ただ、「シン・ゴジラ」の時の「おお!」とか「シン・ウルトラマン」の時の「ほほう…!」というのはなく、ただ面白かった。高揚がない方の面白さというべきか。

放送50周年を記念ということで、初代仮面ライダーを令和版としてアップデートした、という謳い文句よろしく、冒頭は仮面ライダー1話の再現に注力。画面構成もほぼ同じな徹底ぶりは素直にすごいな、と。

以降、様々なショッカー怪人(〇〇オーグ)との戦いを経てショッカーが推し進める「ハビタット計画」阻止のため、敵アジトへ向かう…。というのが雑かつ大まかな話の筋。

初代ライダーのリブート、リメイク等は今までも行われているため、今回の「シン」はそれらとどう一線を画すのかが気になったのだが、その中でまずは良かった点を挙げたい。

まずは構図の決まり方。
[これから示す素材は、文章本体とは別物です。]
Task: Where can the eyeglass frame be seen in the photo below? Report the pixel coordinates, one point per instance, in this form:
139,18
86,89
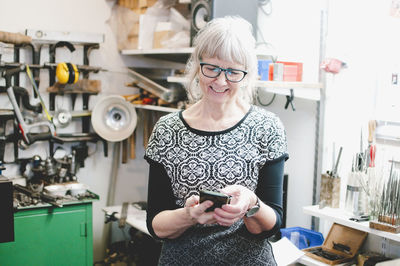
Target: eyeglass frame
224,70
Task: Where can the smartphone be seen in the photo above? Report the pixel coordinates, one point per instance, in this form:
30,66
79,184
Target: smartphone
219,199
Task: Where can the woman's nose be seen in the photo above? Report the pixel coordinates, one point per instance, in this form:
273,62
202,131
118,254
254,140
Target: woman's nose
221,79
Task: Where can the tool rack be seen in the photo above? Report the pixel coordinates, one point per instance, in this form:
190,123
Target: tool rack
13,69
46,232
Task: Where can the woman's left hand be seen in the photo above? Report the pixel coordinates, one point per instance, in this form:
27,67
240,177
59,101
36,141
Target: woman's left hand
242,199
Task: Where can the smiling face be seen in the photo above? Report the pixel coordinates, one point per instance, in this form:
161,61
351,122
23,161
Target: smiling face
219,89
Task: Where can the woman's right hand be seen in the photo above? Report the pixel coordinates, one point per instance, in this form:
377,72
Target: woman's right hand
196,211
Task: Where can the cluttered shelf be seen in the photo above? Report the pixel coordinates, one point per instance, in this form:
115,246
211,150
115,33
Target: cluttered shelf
339,216
186,50
310,91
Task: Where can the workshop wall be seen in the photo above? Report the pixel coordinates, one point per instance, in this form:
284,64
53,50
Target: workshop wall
293,30
79,16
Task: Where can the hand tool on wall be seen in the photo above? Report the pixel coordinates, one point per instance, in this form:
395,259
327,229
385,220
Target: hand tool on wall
124,159
25,129
67,73
52,69
132,145
14,38
36,49
371,142
5,115
39,195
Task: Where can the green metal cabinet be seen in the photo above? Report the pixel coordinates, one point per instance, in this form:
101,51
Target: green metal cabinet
50,235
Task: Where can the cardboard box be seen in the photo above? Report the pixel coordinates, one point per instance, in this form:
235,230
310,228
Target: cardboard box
146,3
292,71
132,4
263,69
135,30
341,245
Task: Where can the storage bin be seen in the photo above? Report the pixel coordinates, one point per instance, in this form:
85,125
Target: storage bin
302,237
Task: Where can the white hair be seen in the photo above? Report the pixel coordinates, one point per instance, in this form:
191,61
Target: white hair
230,39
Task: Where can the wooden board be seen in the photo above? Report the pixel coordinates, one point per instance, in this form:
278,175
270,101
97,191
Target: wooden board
384,227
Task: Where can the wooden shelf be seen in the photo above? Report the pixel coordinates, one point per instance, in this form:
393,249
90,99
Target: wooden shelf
310,91
171,51
339,216
156,108
187,50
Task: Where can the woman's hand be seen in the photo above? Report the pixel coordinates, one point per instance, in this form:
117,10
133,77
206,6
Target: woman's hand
196,212
242,199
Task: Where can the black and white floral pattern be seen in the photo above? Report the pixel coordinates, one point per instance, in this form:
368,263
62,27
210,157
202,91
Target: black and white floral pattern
197,159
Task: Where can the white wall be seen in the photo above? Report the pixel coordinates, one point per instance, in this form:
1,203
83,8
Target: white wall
293,32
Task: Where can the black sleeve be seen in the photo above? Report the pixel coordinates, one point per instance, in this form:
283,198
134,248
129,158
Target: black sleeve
159,194
270,189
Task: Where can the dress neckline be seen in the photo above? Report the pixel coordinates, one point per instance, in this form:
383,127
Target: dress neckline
213,133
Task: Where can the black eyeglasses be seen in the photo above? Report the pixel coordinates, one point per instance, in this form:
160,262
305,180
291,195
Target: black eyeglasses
213,71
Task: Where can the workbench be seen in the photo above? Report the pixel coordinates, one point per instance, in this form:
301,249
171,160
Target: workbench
135,217
49,235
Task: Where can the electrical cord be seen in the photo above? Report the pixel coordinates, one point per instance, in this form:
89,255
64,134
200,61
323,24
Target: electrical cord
263,3
265,104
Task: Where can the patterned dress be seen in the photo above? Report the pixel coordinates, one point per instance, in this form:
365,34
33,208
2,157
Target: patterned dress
184,160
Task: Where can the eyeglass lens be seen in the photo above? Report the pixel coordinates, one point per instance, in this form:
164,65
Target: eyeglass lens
213,71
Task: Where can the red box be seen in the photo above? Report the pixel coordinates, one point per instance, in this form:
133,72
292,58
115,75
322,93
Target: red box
292,71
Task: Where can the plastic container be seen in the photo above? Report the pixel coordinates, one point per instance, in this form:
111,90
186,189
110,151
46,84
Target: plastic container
302,237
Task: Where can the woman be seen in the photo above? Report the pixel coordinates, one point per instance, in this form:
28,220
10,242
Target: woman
222,143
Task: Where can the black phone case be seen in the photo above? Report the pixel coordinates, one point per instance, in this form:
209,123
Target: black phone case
219,199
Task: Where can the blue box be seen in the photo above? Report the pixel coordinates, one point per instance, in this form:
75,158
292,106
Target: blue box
307,238
263,69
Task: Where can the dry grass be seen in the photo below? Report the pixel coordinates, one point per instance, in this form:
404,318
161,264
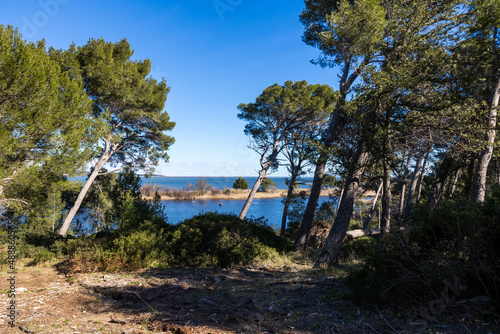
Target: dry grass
217,194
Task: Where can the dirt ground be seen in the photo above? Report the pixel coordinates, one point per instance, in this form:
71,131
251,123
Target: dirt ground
255,299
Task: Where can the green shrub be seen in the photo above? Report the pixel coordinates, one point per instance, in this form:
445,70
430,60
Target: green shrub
457,240
225,240
266,184
42,255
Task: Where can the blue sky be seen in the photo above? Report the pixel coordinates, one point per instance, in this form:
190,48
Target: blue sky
214,55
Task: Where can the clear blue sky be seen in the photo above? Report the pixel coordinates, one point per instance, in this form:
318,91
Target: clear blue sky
214,55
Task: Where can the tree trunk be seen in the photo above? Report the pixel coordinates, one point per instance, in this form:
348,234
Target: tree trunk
454,184
385,222
353,234
421,179
330,253
312,202
288,199
438,185
413,187
339,200
403,187
72,213
372,209
489,138
246,207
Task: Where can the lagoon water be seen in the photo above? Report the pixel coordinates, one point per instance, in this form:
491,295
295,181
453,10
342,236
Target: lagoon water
177,211
215,181
269,208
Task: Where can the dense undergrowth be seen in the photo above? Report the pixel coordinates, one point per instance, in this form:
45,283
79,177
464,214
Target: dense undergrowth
205,240
441,255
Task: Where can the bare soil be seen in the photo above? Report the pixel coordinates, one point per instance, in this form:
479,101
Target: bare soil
254,299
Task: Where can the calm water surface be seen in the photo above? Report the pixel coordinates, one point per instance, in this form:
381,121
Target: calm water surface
269,208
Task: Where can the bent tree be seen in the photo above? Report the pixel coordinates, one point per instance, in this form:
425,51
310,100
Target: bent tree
44,128
485,36
127,104
348,36
277,113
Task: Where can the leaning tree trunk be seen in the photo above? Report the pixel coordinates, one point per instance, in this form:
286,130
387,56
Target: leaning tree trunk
421,179
403,188
331,250
438,185
319,173
339,200
288,199
413,187
385,222
372,209
312,202
72,213
454,184
246,207
489,138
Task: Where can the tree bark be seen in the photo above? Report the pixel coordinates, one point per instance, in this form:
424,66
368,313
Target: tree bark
72,213
312,203
385,222
248,202
454,184
438,185
421,179
330,253
288,199
372,209
413,187
489,138
403,187
353,234
346,82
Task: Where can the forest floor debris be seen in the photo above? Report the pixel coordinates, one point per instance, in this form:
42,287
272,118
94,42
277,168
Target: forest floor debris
251,299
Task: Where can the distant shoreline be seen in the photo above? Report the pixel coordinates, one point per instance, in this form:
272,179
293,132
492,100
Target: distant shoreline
238,194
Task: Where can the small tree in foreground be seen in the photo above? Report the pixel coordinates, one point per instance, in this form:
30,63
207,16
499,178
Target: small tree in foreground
278,112
266,184
240,183
127,103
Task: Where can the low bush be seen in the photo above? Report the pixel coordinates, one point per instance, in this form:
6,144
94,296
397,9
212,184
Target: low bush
225,240
456,241
203,241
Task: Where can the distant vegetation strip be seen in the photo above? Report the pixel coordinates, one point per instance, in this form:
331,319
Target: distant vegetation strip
168,193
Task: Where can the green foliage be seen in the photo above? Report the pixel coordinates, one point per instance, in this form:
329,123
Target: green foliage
266,184
455,240
44,125
240,183
225,240
295,213
127,102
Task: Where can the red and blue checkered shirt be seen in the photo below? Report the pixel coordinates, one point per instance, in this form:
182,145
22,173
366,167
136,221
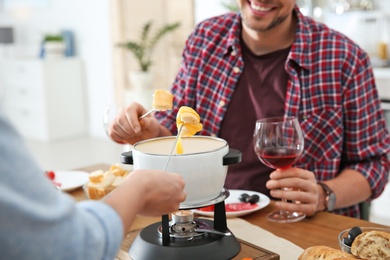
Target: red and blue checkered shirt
331,90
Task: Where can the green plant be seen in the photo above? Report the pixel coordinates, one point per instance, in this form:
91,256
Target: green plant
53,38
143,49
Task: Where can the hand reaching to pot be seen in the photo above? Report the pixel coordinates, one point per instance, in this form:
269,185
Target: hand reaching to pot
127,127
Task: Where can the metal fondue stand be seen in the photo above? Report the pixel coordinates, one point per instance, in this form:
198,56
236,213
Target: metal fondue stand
185,237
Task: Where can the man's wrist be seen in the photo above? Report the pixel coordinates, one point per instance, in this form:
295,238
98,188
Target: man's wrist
321,203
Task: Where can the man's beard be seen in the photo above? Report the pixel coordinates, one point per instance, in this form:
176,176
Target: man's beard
260,28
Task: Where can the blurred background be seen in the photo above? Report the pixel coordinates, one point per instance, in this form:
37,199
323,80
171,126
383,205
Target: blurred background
61,65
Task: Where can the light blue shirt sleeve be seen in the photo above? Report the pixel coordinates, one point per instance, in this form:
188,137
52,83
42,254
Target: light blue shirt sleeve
39,222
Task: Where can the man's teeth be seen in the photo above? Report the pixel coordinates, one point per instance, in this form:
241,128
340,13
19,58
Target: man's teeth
259,8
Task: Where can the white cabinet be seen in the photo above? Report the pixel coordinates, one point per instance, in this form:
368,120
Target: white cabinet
45,98
382,80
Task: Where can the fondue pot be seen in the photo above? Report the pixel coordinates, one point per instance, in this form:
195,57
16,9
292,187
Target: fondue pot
203,164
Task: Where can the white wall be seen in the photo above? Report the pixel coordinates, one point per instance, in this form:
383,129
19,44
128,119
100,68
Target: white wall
90,22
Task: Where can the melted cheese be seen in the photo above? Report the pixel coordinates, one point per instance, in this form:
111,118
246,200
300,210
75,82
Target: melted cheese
190,120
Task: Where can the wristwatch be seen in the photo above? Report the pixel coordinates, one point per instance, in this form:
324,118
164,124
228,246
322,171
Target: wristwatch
330,198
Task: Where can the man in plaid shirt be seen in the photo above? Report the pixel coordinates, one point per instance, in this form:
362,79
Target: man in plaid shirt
270,60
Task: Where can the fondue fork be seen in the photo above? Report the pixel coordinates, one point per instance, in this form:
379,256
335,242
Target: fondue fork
147,113
173,148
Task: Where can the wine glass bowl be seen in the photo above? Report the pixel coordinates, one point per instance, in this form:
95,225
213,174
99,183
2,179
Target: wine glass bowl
278,143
ひとつひとつのシーンが自分にとってかっこいい構図の連続だったのでここは満足。が、しかし、それゆえに良くなかった点にもつながるのだが、それはまたあとで。

もうひとつは話のテンポ。ただこれはすべてが良いわけではない。2時間という枠内でできる限りわかりやすくしてるのだろうな、という意思は感じられたし、それに見合った進行速度であったため、大きなストレスをはらむことなく最後まで鑑賞できたのは良い事だろう。

で、良くなかった点。まずは、序盤でのセリフの長さ。あまりにも説明的すぎるし、その間特に場所が変わるわけでもなくしゃべりが続くシーンがちらほらあるので、ここはもっとどうにかならんか…。もっとやりようがあったのでは…?

次に設定部分…というか石ノ森要素について。あくまで初代ライダー、しかもTV版の再構築であるからそんなに石ノ森要素は必要ないといえばそうなるのだけど、ビジュアルに石ノ森感を匂わせていたのでにちょっと期待していたのだが、肩透かしを食らった気分になった。しかし前述のとおり、TV版ベースと考えればいたし方ないのだが…。

最近話題になったアクション部分だが、個人的満足度としては5割といったところか。クモオーグ戦は序盤のつかみ、および旧作再現であるから、しっかりとしたアクションが見られたが、それ以降、ハチオーグ戦、0号戦以外は「悪くないんだけどね…」というのが正直な感想。

件のドキュメンタリーは未見だが、そこで監督が語っていたことが実現されず、妥協の結果がこれであるならば、違う妥協を見たかった。

とはいえ、CG主体のアクションが皆悪いってわけでもない(コウモリオーグ以外)。この辺りは好みの問題だろう。

 

「シン・仮面ライダー」は旧作のエッセンスや現代科学等の要素を混ぜてこねて削り出して生まれた作品だと思う。娯楽作品としてはうまくできている方ではあるが、そこに作品が持つテーマが見えてこない。そういう不思議な形の彫刻のようなものなのではなかろうか。